Tour-Sender seit 1948: die lange SR-Tradition bei der „Großen Schleife“

Der Saarländische Rundfunk ist der „Tour-Sender“. Genauer gesagt: Der SR ist der „Federführer“ für die ARD-Berichterstattung von der „Tour de France“. Das war er, egal ob mit oder ohne Live-Übertragungen, von Anfang an. Zuerst nur im Radio, dann auch im Fernsehen. Diese lange Tradition begann bereits bei Radio Saarbrücken. Aber wann genau?

Von Axel Buchholz

Der Saarländische Rundfunk ist der „Tour-Sender“. Genauer gesagt: Der SR ist der „Federführer“ für die ARD-Berichterstattung von der „Tour de France“. Das war er, egal ob mit oder ohne Live-Übertragungen, von Anfang an. Zuerst nur im Radio, dann auch im Fernsehen. Diese lange Tradition begann bereits bei Radio Saarbrücken. Aber wann genau?
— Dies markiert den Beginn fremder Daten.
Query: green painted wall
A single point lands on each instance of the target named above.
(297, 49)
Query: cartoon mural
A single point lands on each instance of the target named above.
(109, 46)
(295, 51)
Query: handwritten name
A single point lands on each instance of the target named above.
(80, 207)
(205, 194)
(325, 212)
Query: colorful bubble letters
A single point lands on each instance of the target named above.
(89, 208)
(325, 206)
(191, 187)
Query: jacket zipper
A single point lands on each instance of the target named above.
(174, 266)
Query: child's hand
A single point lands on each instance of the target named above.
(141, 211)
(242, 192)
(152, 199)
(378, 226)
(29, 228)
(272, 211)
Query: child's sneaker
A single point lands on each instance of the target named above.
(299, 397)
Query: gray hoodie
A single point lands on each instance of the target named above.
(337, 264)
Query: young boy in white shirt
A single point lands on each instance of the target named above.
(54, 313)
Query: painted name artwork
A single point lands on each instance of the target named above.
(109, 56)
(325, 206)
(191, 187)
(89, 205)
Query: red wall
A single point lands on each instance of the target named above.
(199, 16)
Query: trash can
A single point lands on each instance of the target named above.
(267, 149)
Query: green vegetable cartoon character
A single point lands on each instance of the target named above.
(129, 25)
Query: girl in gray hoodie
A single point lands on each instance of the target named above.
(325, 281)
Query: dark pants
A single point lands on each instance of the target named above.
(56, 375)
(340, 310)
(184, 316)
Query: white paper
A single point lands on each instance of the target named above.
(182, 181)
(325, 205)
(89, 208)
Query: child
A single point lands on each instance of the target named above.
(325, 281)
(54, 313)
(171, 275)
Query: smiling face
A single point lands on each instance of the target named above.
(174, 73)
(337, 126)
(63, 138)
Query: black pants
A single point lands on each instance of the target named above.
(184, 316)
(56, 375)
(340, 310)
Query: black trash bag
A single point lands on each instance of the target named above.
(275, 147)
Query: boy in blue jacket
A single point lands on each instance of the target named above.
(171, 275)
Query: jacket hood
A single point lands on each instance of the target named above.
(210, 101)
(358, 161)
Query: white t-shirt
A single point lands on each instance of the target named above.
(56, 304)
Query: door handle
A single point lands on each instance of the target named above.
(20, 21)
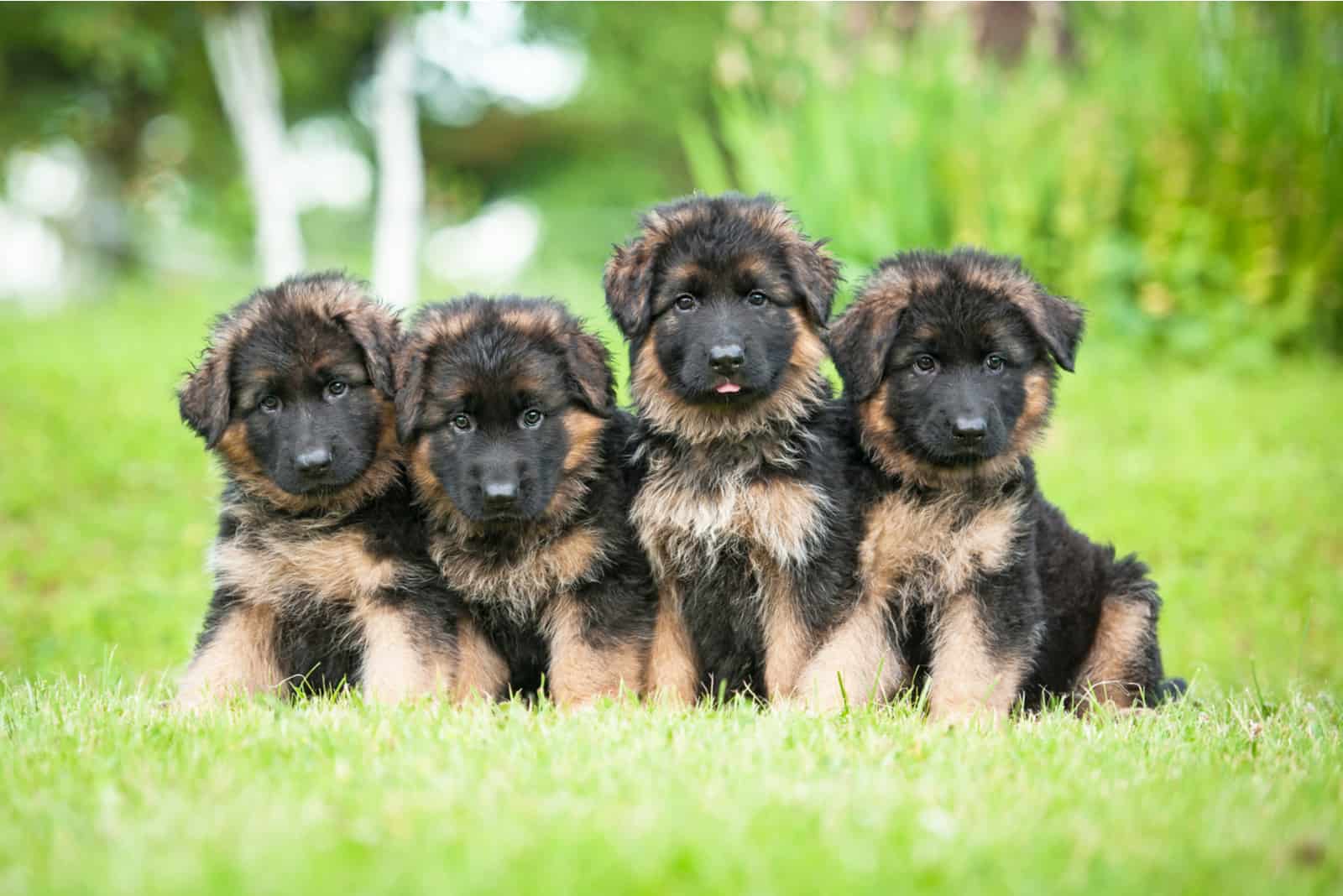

Die regelmäßige Übertragung der Tour de France gehört zu den Markenzeichen des Senders an der Saar. Durch neue Recherchen von SR-Dokumentar und Bibliothekar Roland Schmitt wissen wir nun: Radio Saarbrücken übertrug die Tour schon seit 1948. Das war die zweite Nachkriegstour, denn 1947 wurde die „grande boucle“ („große Schleife“) erstmals nach 1945 wieder gefahren. Seit 1939 hatte es keine Tour mehr gegeben.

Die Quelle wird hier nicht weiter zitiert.